The next day, Phase II kicked in. Standard, old fashioned traps were deployed around the bait. You have to understand something about the territory. We have a 60 year old house. There are gaps, the width of a little finger in small spaces these guys fold their bodies and push through, gnawing it a little bigger when they have time.  Like napalm in war, traps have a political incorrectness about them. So? its a rat that can crawl from your roof's sewer vents, out through the toilet, and if you happen to be using it at the time, will cause you years-YEARS of counseling and you will never sit and read the paper again-ever. 

I disposaled him/her. I didn't want to give the dead rat's friends some place they could go and build a shrine to martyr their buddy.

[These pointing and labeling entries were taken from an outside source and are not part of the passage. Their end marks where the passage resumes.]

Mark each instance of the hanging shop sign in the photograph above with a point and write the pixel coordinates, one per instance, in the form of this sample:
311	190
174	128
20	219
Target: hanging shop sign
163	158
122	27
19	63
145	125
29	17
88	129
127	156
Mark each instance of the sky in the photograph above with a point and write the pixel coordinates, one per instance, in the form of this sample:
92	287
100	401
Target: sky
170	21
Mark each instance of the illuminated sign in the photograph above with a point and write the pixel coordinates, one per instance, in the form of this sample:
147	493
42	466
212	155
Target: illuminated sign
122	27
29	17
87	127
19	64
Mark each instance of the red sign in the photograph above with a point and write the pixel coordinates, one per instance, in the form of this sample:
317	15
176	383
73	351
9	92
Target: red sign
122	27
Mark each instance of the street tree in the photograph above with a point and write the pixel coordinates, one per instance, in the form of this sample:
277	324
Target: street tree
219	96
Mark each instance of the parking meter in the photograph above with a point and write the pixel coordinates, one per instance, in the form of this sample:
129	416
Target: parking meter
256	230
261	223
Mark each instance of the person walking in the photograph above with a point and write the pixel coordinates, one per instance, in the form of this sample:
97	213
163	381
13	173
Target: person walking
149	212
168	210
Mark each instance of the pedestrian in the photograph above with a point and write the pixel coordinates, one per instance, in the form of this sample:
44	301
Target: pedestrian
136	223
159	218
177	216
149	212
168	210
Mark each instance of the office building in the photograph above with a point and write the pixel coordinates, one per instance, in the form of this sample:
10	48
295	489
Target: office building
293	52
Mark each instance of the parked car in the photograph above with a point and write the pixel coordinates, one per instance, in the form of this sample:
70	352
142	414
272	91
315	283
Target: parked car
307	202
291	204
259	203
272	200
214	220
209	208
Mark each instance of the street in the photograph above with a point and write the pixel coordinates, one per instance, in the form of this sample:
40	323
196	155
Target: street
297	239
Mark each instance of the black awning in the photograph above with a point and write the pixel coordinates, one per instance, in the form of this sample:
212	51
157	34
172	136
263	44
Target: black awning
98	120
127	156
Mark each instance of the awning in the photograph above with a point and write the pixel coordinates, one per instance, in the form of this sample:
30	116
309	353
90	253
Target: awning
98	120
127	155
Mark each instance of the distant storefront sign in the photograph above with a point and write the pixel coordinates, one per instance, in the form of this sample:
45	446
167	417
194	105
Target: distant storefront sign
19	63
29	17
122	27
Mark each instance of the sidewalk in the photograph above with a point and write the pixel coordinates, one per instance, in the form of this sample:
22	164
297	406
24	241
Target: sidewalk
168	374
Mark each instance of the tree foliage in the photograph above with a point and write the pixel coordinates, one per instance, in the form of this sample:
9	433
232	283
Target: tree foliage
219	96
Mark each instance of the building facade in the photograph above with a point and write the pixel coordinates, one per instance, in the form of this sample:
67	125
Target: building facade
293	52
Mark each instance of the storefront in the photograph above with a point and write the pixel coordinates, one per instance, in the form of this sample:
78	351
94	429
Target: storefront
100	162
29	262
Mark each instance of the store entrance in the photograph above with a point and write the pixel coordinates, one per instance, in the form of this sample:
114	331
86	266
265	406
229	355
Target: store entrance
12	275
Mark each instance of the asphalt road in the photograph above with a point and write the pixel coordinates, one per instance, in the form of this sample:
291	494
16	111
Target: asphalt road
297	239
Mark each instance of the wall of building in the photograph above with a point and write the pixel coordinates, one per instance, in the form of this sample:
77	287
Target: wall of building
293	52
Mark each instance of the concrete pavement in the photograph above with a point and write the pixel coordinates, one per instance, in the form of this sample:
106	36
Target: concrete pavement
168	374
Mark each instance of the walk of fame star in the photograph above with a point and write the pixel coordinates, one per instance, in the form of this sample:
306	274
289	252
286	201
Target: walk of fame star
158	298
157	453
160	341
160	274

And the little pike stood, as first a red toothpick, designed to hold green olives at a cocktail party, finding now true honor, mounted in play dough in the pantry, holding the head of our enemy high so the others could see what happens when you stray into the wrong neighborhood.  

So, like I said, I'm typing you this message in measured silence. They always come out this time of day, early, dark, morning. My listening posts are up and the wire is strung, holding empty baked bean tin cans in case they try to come in. I hope they do. I still have Phase III in reserve--DE-CON, the same poison my dad used at our cabin fifty years ago, the hydrogen bomb of rat poison. But its quiet. Maybe they moved on or the last of them crawled back to their nest and scribed a note with  its last dying breath, pinning it on their fur for anyone to find, warning them of the crazy bastard down stairs.

They will be back. They always come back. But we will be ready. Always vigilant. Always stealthy. Always Ginsu-ish.